I have exceeded my time limit but find this topic too interesting to stop and since we are still in brain-storming mode allow me to add one last thought. I am also toying with the idea of a kind of one-person (myself) longitudinal case study (that could be extended into an enthnographic or field study) as to
1) what tools I first used to manage my sleep apnea
2) how that has evolved over time from initially only the LED display of the ResMed respirator to ResScan, to pulse oximeter, and to webcam without adequate data integration and interpretation and
3) how the desire now is for yet further sources of data, such as an EEG, and
4) investigate under what circumstances what kinds of benefit could come to certain patients from how much sleep study information in the home.
Thanks,
Roy
I'm getting some tests on myself at Hopkins hospital at the moment and in wait-mode on the hospital patient computer and thus need to be brief. However, I was keen to ask about your respironics database situation. I have only direct experience with a ResMed machine which uses 'rlk' files that others here have convinced me I would never be able to read directly. With Respironics, does the data go into a relational database that you can readily access? How much data is there? With Resmed I can export into a 'csv' file the summary data but what I want are further details, such as when an apneic event of what duration occurred -- do you get that with respironics? As regards my software development progress for sleep apnea, it is virtually non-existent to this stage but something I want to do. I have been collecting data from my CMS, my webcam (manually coded), and my ResScan (partially manually coded) for a couple months -- you're welcome to that. I wrote an Excel VBA program to give me average SpO2 across time intervals for my CMS data but that is trivial and not even user-friendly. I have experience as a software developer but that has not manifested itself yet in this work with my sleep apnea, although I have decided to address that for the future -- the past couple of years I had been working on theories and software to use evolutionary computation in analyzing financial statements and doing portfolio management. This message is getting too long but allow me to conclude with noting that I am thinking much of the time about the proposal that I raised in this thread and I am determined to pursue it in whatever fashion works best with whatever other interested parties I can find. Based on the feedback to date from cpaptalk which has been very helpful (though needing to teach me a painful lesson about my over-ambition with under-education), I have been thinking that I need to begin with a less ambitious approach than an open source project but rather
1) begin with a review of existing situations for doctors, DMEs, and patients as regards information they can access, standards they use, and software they use and
2) focus on the challenges for patients like ourselves (who I think represent a special breed that is underserved currently by the DMEs and doctors) and
3) try to identify the requirements for information and tools that would help us (but also help DMEs and doctors serve patients and give DMEs and doctors further insight into the public health dilemma).

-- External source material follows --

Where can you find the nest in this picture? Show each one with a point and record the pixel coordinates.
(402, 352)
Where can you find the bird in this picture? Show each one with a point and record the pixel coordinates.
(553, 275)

I have exceeded my time limit but find this topic too interesting to stop and since we are still in brain-storming mode allow me to add one last thought. I am also toying with the idea of a kind of one-person (myself) longitudinal case study (that could be extended into an enthnographic or field study) as to
1) what tools I first used to manage my sleep apnea
2) how that has evolved over time from initially only the LED display of the ResMed respirator to ResScan, to pulse oximeter, and to webcam without adequate data integration and interpretation and
3) how the desire now is for yet further sources of data, such as an EEG, and
4) investigate under what circumstances what kinds of benefit could come to certain patients from how much sleep study information in the home.